Li et al previously reported that phosphorylated/activated AMPK directly phosphorylates precursor SREBP-1c at the Ser372 residue, which prevents the proteolytic maturation of precuser SREBP-1c into mature SREBP-1c and the translocation of mature SREBP-1c into the nucleus (11). When the 3T3-L1 cells were treated with β-HIVS for 6, 12, 24 and 48 h, the level of p-precursor-SREBP-1c was increased similarly to the p-AMPK level. As a result, the level of precursor SREBP-1c (unphosphorylated) and the proteolytic cleavage of precurser SREBP-1c (unphosphorylated) to mature-SREBP-1c was decreased by β-HIVS treatment. Furthermore, the level of nuclear mature SREBP-1c was also decreased, as the phosphorylation of Ser372 prevented nuclear translocation of SREBP-1c (Fig. 5C). When the 3T3-L1 cells were treated with β-HIVS for longer periods of time, of 2, 4 and 7 days, similar patterns of change were observed in the phosphorylation, proteolytic maturation and nuclear translocation of SREBP-1c. The level of precursor SREBP-1c (unphosphorylated) and its proteolytic cleavage into mature SREBP-1c, followed by its nuclear translocation, were reduced by the increase of p-precursor SREBP-1c in the β-HIVS-treated cells compared with the untreated cells (Fig. 5D).

To confirm the essential role which AMPK plays in the anti-adipogenic mechanism of β-HIVS, we performed siRNA-mediated knockdown of AMPK in 3T3-L1 cells in the presence or absence of β-HIVS. The siRNA-mediated knockdown of AMPK reduced the levels of AMPK and p-AMPK. We noted that p-precursor-SREBP-1c, which is a product made by p-AMPK, was also reduced by AMPK knockdown. As a result, levels of precursor SREBP-1c (unphosphorylated), mature SREBP-1c and nuclear mature SREBP-1c were increased by AMPK knockdown (Fig. 6A). Mature SREBP-1c is a transcription factor required for the expression of the fat-forming enzymes ACC1, FAS and SCD1, the levels of which were all significantly increased by AMPK siRNA compared to transfection with control siRNA (Fig. 6B–D). SREBP-1c is also known to induce self mRNA transcription by binding to its own promoter (24,25). In the present study, it was also found that the SREBP-1c mRNA level was increased by AMPK knockdown in β-HIVS-treated cells, possibly through the reduction in SREBP-1c phosphorylation and increase in mature SREBP-1c level (data not shown).

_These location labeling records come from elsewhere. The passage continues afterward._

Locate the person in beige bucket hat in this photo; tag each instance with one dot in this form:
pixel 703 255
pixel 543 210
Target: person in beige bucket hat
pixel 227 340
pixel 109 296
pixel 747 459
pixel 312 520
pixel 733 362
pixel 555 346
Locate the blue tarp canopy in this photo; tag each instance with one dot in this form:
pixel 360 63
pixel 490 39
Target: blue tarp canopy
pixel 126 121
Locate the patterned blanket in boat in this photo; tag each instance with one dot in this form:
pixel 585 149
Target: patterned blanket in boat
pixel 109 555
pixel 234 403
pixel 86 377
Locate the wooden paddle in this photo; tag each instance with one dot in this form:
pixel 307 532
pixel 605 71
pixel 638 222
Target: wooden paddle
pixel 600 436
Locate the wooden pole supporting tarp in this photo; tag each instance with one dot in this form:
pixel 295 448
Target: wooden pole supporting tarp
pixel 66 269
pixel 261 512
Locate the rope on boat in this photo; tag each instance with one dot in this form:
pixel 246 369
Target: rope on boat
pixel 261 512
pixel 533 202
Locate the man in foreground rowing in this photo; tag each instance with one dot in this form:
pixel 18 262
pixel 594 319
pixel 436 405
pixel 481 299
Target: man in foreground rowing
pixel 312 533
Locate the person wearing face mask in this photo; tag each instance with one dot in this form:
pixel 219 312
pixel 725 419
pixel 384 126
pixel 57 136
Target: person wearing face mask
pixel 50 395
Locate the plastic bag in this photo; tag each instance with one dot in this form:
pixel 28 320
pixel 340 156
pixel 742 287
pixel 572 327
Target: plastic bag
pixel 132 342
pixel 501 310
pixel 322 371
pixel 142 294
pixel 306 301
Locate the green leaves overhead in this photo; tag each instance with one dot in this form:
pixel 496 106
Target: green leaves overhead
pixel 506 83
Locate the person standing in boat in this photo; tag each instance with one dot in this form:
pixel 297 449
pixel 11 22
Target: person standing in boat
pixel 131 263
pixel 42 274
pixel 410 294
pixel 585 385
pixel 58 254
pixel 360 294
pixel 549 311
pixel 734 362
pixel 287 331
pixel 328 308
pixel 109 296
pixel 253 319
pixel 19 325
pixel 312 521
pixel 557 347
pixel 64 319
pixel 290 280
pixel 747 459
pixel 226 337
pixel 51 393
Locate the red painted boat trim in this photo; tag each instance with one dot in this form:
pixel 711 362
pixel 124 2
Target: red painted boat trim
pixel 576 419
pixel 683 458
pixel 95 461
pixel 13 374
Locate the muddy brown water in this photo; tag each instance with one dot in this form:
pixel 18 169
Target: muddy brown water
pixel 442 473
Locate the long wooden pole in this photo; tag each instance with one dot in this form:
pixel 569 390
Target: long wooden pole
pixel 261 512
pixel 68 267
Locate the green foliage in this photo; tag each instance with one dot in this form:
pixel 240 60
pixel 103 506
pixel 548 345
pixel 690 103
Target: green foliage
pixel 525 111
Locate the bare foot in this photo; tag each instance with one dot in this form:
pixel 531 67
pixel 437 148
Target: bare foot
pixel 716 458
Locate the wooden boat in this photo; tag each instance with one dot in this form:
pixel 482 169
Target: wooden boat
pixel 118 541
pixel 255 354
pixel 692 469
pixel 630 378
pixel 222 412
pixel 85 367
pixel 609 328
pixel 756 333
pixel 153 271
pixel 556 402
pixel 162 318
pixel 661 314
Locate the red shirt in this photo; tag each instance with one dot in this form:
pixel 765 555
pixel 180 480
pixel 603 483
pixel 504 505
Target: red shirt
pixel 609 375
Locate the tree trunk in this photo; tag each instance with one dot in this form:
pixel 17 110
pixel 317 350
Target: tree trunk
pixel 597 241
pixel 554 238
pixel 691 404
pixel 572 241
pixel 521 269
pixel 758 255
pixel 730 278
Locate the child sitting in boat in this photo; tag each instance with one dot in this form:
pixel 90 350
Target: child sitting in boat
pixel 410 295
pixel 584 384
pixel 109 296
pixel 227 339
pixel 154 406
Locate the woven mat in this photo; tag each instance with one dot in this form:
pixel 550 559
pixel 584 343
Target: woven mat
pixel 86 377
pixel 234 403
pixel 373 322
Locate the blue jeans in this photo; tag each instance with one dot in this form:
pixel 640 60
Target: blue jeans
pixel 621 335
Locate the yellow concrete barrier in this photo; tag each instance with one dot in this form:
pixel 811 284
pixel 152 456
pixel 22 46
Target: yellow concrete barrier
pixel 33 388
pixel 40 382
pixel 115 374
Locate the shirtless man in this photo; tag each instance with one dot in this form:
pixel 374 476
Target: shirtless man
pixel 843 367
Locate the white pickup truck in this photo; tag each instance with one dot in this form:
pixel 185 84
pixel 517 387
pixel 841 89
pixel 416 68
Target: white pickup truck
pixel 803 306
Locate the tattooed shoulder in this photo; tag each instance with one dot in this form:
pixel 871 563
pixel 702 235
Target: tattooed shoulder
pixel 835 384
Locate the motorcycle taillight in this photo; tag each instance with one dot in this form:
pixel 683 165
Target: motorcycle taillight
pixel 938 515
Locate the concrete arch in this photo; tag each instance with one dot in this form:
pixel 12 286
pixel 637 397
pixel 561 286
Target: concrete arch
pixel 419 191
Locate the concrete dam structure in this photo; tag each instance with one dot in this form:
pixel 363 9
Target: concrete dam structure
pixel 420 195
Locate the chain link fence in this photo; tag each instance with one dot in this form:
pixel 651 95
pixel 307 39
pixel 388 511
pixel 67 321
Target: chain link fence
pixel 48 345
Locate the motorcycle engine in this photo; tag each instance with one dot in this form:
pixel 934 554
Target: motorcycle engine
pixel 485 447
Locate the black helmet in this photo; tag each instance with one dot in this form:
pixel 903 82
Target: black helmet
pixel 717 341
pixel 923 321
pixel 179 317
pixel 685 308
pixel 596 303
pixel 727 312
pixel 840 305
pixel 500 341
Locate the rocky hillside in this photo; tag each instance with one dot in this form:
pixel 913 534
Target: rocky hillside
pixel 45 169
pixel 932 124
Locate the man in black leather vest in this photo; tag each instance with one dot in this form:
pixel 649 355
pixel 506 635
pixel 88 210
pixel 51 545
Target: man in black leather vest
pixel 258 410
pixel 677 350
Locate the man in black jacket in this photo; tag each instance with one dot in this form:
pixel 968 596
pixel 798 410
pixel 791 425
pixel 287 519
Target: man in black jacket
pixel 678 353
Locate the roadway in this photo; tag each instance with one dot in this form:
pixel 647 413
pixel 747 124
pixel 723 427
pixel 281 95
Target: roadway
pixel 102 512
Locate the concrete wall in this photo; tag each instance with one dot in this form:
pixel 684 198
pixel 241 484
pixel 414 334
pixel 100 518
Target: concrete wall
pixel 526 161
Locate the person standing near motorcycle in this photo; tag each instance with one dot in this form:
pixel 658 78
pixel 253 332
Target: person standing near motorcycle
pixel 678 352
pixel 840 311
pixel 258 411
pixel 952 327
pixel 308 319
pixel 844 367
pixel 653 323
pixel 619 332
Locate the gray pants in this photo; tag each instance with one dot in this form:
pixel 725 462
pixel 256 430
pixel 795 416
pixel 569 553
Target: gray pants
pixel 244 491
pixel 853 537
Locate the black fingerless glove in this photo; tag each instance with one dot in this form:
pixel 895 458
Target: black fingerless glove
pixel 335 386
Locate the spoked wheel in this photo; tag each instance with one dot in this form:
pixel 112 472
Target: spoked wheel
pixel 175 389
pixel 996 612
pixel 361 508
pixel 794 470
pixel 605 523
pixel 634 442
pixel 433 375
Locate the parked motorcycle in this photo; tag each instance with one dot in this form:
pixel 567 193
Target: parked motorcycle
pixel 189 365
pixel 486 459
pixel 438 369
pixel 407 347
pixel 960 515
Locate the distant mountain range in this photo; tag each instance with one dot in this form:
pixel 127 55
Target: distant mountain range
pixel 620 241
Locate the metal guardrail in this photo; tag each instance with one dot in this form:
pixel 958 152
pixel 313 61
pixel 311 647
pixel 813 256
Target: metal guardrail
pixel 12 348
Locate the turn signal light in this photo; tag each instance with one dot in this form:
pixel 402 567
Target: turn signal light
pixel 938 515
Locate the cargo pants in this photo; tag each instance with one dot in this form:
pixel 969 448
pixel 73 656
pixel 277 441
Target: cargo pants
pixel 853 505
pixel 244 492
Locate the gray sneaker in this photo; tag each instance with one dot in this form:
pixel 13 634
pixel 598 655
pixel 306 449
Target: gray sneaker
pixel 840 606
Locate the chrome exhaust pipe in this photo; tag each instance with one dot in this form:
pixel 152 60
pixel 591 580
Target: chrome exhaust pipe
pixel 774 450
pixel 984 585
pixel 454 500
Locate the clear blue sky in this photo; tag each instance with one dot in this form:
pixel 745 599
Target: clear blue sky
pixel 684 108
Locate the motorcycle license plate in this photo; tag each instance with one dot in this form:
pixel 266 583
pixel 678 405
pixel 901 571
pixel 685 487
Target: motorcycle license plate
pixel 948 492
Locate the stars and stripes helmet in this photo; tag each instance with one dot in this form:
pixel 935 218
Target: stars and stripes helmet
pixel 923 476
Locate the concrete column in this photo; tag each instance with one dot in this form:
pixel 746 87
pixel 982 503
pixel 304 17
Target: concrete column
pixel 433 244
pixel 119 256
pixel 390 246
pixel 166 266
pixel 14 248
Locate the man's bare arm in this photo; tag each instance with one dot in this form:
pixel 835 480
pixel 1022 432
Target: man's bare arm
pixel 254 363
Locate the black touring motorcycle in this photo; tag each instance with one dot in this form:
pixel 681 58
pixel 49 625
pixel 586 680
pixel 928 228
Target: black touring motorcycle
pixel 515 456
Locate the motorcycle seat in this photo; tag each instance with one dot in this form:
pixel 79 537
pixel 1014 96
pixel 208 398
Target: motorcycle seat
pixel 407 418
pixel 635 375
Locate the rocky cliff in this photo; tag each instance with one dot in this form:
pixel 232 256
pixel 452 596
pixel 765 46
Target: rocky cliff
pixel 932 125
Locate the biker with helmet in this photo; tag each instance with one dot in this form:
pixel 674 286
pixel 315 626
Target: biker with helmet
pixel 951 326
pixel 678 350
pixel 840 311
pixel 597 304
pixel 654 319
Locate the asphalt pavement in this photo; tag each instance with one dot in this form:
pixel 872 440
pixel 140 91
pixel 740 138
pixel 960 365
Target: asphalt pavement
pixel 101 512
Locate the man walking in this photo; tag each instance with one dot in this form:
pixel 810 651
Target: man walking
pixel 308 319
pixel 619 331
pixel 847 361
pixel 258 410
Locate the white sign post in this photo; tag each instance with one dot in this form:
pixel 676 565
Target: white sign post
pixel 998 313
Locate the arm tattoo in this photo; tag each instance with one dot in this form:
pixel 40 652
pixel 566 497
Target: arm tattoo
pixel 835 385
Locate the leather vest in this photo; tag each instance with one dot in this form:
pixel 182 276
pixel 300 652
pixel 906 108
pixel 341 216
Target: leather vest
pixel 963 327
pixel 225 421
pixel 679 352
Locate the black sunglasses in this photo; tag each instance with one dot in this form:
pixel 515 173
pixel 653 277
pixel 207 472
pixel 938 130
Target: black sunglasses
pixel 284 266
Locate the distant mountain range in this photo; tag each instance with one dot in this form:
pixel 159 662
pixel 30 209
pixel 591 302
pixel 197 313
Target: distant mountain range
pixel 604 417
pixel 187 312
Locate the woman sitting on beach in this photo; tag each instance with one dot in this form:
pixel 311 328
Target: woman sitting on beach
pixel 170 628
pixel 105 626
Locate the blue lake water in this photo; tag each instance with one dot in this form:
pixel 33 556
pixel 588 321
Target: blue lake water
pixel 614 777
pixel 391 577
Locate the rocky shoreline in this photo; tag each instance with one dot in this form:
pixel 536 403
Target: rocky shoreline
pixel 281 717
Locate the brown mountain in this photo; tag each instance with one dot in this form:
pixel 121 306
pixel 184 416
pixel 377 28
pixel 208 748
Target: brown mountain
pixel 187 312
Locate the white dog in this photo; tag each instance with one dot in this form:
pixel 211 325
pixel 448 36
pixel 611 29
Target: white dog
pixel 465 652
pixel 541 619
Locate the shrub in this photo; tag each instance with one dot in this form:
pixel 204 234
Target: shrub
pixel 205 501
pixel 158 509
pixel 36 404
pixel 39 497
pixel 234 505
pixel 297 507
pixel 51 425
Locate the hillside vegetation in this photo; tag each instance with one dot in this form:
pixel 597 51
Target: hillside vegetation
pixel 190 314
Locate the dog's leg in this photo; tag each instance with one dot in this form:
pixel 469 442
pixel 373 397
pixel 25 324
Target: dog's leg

We noted that as a result of the effects of AMPK knockdown on the expression of the fat-forming enzymes, intracellular fat accumulation, which had been suppressed by the anti-adipogenic activity of β-HIVS, was significantly recovered by AMPK siRNA compared to transfection with the control siRNA (Fig. 7A and B). AMPK knockdown also reduced the effect of β-HIVS on the expression level of the major adipogenic transcription factors, PPARγ and C/EBPα, and an adipocyte marker gene, FABP4, transcribed by them. The mRNA and protein levels of PPARγ, C/EBPα and FABP4, which had been suppressed by β-HIVS, were significantly increased by AMPK knockdown (Fig. 7C–E).

The results of the present study demonstrated that AMPK is involved in the anti-adipogenic mechanism of β-HIVS through the modulation of SREBP-1c phosphorylation, maturation and nuclear translocation as well as the transcription of downstream fat-forming enzymes and adipogenic transcription factors. A possible molecular mechanism for the anti-adipogenic activity of β-HIVS and the effects of AMPK knockdown are described in Fig. 8.